The English Language is Dead But We’ll Soldier On

WaPo columnist Gene Weingarten trotted out the “English is dead” meme on Sunday and he targeted newspapers to support his

WaPo columnist Gene Weingarten trotted out the “English is dead” meme on Sunday and he targeted newspapers to support his thesis. He ended up making a pretty good point; but it may have more to do with small budgets that don’t permit copy editors or even editors in general. Still, his litany of recent crimes against the Mother Tongue committed by media outlets was pretty entertaining, in a sad way. First, Weingarten described the final moments of English, gasping its last on the letters page of his paper:

The end came quietly on Aug. 21 on the letters page of The Washington Post. A reader castigated the newspaper for having written that Sasha Obama was the “youngest” daughter of the president and first lady, rather than their “younger” daughter. In so doing, however, the letter writer called the first couple the “Obama’s.” This, too, was published, constituting an illiterate proofreading of an illiterate criticism of an illiteracy. Moments later, already severely weakened, English died of shame.

A few examples from Weingarten’s litany of shame are worth mention.

– “Pronounciation” has recently made it into reports in the Boston Globe, the St. Paul Pioneer Press, the Deseret Morning News and Washington Jewish Week, just to name three.

– The same error also appeared in the Contra Costa Times. In that paper it actually appeared in a correction to another error.

– The Fredericksburg Free Lance-Star reported on football as a “doggy dog world.”

– The Vallejo Times-Herald and (according to Weingarten) dozens of others published articles discussing treatment of “prostrate cancer.”

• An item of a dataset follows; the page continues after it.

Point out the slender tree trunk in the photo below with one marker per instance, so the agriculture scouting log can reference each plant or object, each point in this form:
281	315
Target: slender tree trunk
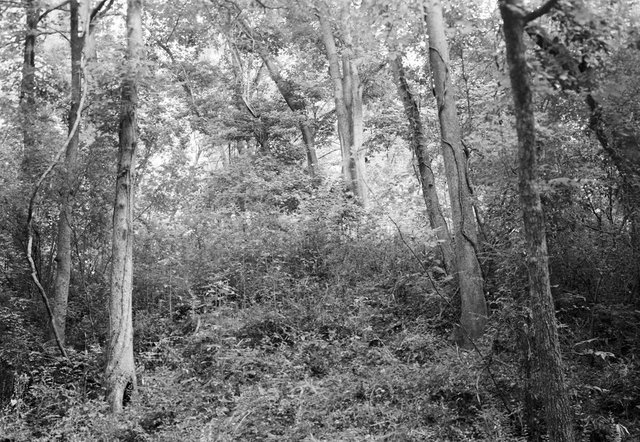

– Weingarten managed a dig at the New York Times, noting that the paper has frequently used the phrase “reach out to,” which he colorfully termed a “vomitous verbal construction.”

A Google search restricted to NYTimes.com for the phrase “reach out to” actually yielded more than 60,000 results.

Weingarten’s pronouncement, however, is nothing new. He can probably chillax, since scholars have been declaring English dead for years, but the language marches on like a dutiful zombie, gathering new and terrible words as it goes.